Unique opportunities for NMR methods in structural genomics
- 587 Downloads
This Perspective, arising from a workshop held in July 2008 in Buffalo NY, provides an overview of the role NMR has played in the United States Protein Structure Initiative (PSI), and a vision of how NMR will contribute to the forthcoming PSI-Biology program. NMR has contributed in key ways to structure production by the PSI, and new methods have been developed which are impacting the broader protein NMR community.
KeywordsFuture of structural genomics Functional genomics NMR Crystallography NMR methods Protein Structure Initiative (PSI)
The mission of structural coverage of most protein domain families, pioneered in PSI phases 1 and 2, is well on its way to completion . NMR has played an integral role in this endeavor [35, 43]. The goal of structural coverage at a sequence identity level of ~30% for most protein domains in nature will represent a monumental achievement for humankind, contributing in many ways toward our understanding of the relationships between protein sequence, structure, and function. As we ponder the future contributions of structural genomics (SG) for biomedical research, we envision many future opportunities beyond structure production that have been created by these high throughput structural biology platforms.

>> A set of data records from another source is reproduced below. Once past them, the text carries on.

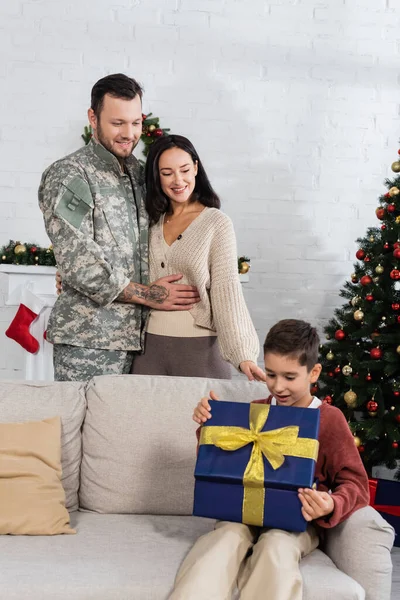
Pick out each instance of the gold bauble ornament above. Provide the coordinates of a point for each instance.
(394, 191)
(244, 267)
(19, 249)
(350, 398)
(347, 370)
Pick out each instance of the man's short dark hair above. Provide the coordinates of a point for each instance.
(294, 338)
(118, 86)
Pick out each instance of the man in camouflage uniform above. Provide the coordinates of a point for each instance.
(93, 207)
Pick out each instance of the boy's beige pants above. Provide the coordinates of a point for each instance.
(217, 563)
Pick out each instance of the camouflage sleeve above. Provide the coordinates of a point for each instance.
(66, 202)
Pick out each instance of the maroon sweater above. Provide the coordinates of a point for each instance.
(339, 468)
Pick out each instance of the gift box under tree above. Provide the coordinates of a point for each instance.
(251, 461)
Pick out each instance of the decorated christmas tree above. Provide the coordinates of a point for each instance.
(361, 359)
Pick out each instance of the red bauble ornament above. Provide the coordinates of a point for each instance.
(366, 280)
(360, 254)
(376, 353)
(395, 274)
(372, 406)
(380, 213)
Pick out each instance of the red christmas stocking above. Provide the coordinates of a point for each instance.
(19, 329)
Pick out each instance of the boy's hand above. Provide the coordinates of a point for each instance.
(315, 504)
(202, 412)
(58, 283)
(252, 371)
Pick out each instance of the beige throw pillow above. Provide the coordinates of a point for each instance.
(32, 499)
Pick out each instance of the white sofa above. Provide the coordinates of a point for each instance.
(128, 454)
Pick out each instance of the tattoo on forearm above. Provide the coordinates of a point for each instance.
(155, 293)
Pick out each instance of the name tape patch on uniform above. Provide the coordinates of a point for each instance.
(75, 202)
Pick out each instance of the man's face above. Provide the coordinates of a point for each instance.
(119, 125)
(288, 381)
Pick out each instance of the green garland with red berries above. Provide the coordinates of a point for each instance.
(16, 253)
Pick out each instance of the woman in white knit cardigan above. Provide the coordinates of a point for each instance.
(189, 235)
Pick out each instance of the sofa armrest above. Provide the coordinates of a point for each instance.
(360, 547)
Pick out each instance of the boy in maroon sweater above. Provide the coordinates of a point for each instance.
(220, 559)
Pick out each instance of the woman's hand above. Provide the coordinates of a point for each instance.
(252, 371)
(202, 412)
(315, 504)
(58, 283)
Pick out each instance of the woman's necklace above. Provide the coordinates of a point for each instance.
(169, 218)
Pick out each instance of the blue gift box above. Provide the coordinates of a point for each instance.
(223, 489)
(387, 502)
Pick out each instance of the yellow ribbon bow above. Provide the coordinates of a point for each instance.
(274, 445)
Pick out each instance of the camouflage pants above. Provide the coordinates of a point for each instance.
(73, 363)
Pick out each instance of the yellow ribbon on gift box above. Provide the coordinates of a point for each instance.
(274, 445)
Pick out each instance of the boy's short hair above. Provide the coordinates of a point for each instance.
(292, 337)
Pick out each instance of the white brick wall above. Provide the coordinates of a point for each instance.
(293, 106)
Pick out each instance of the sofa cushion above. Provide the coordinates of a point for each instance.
(139, 443)
(31, 401)
(128, 557)
(32, 499)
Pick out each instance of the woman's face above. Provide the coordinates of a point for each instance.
(177, 174)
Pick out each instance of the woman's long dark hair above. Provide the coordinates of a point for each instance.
(157, 203)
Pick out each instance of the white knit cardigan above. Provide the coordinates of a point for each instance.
(206, 254)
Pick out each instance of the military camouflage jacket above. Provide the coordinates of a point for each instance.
(96, 220)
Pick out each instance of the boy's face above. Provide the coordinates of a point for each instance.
(288, 381)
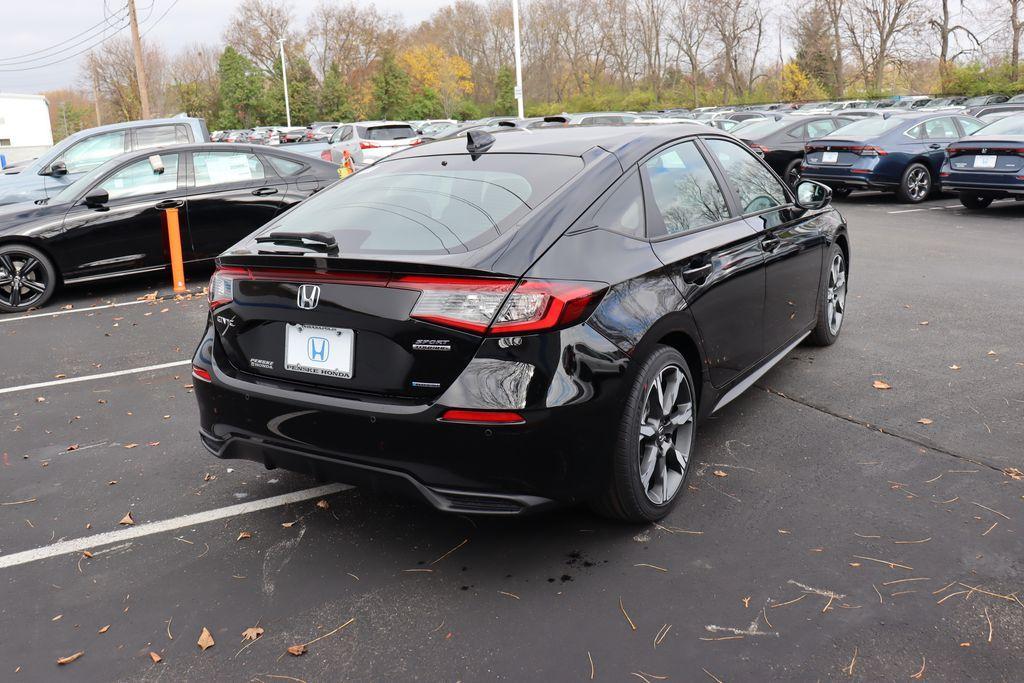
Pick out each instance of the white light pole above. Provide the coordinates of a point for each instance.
(518, 56)
(284, 75)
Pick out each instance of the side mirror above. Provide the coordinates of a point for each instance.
(96, 198)
(811, 195)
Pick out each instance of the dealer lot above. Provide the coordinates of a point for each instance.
(846, 540)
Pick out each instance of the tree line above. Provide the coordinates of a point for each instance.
(349, 60)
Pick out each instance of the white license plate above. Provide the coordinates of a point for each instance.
(320, 350)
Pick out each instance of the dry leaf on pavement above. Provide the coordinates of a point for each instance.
(205, 641)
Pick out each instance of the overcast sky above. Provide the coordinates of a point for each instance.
(33, 26)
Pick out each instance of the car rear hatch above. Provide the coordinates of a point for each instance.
(986, 156)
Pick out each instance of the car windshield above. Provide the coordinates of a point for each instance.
(430, 205)
(867, 127)
(1012, 125)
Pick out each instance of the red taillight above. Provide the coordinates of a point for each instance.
(482, 417)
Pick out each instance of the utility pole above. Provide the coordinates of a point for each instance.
(284, 75)
(143, 92)
(518, 56)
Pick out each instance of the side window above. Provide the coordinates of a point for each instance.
(286, 167)
(685, 191)
(942, 129)
(623, 211)
(218, 168)
(819, 128)
(155, 136)
(970, 125)
(94, 151)
(756, 186)
(143, 177)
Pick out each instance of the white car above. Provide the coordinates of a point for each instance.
(369, 141)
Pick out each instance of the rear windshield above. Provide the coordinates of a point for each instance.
(868, 127)
(430, 205)
(386, 132)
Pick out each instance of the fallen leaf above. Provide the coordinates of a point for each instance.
(252, 633)
(205, 641)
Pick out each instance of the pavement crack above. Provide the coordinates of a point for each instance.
(909, 438)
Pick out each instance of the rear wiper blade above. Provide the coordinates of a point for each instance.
(321, 242)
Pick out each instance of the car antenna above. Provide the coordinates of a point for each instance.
(478, 141)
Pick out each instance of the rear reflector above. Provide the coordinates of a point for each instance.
(482, 417)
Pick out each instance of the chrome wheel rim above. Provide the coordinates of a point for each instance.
(23, 280)
(666, 434)
(836, 294)
(918, 182)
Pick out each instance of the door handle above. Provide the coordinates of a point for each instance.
(696, 275)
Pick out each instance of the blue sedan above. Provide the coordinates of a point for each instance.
(988, 164)
(900, 153)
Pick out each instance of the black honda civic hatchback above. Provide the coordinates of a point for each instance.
(501, 323)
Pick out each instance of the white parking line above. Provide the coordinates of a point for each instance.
(99, 376)
(86, 543)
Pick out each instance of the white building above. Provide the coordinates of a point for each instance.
(25, 126)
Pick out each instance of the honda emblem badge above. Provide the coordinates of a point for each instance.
(308, 296)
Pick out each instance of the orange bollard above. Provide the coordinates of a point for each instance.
(174, 243)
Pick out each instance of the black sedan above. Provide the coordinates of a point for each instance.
(111, 221)
(500, 323)
(987, 164)
(780, 138)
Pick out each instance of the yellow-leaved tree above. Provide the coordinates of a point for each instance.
(449, 76)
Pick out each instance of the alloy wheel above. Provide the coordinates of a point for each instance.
(24, 281)
(918, 183)
(666, 434)
(836, 294)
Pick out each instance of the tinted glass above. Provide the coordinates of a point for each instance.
(421, 207)
(92, 152)
(141, 178)
(285, 167)
(623, 212)
(386, 132)
(216, 168)
(685, 193)
(156, 136)
(756, 186)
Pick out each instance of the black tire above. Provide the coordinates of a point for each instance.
(975, 201)
(915, 184)
(28, 278)
(627, 496)
(828, 328)
(792, 176)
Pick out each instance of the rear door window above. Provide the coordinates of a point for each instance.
(431, 205)
(684, 190)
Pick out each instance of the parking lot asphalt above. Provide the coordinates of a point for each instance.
(826, 531)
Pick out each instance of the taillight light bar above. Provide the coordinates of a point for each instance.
(494, 306)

In the coming years, target selection strategies likely will go beyond the current sparse sampling of representative members of protein families to strategies aimed at providing extensive structural coverage of functional biological systems at high resolution. These systems could include (i) signaling networks and metabolic pathways, (ii) proteomes of medically important species, particularly humans, (iii) human disease-related proteins including infectious diseases, (iv) the human and environmental microbiomes (‘metagenomics’), and (v) comparative analysis of structure, dynamics, and biochemical function across protein families. The application of SG platforms to one or more of these biological systems would leverage NIH’s investment in SG pipelines to further our understanding of fundamental mechanisms of protein function, molecular evolution, biological processes, and human disease at a reduced cost. Alternatively, SG centers could be redefined to focus on increasing the range and types of structures that presently cannot be routinely determined or modeled; for example, membrane proteins, higher order protein complexes, and eukaryotic proteins with extensive natively disordered regions and/or posttranslational modifications.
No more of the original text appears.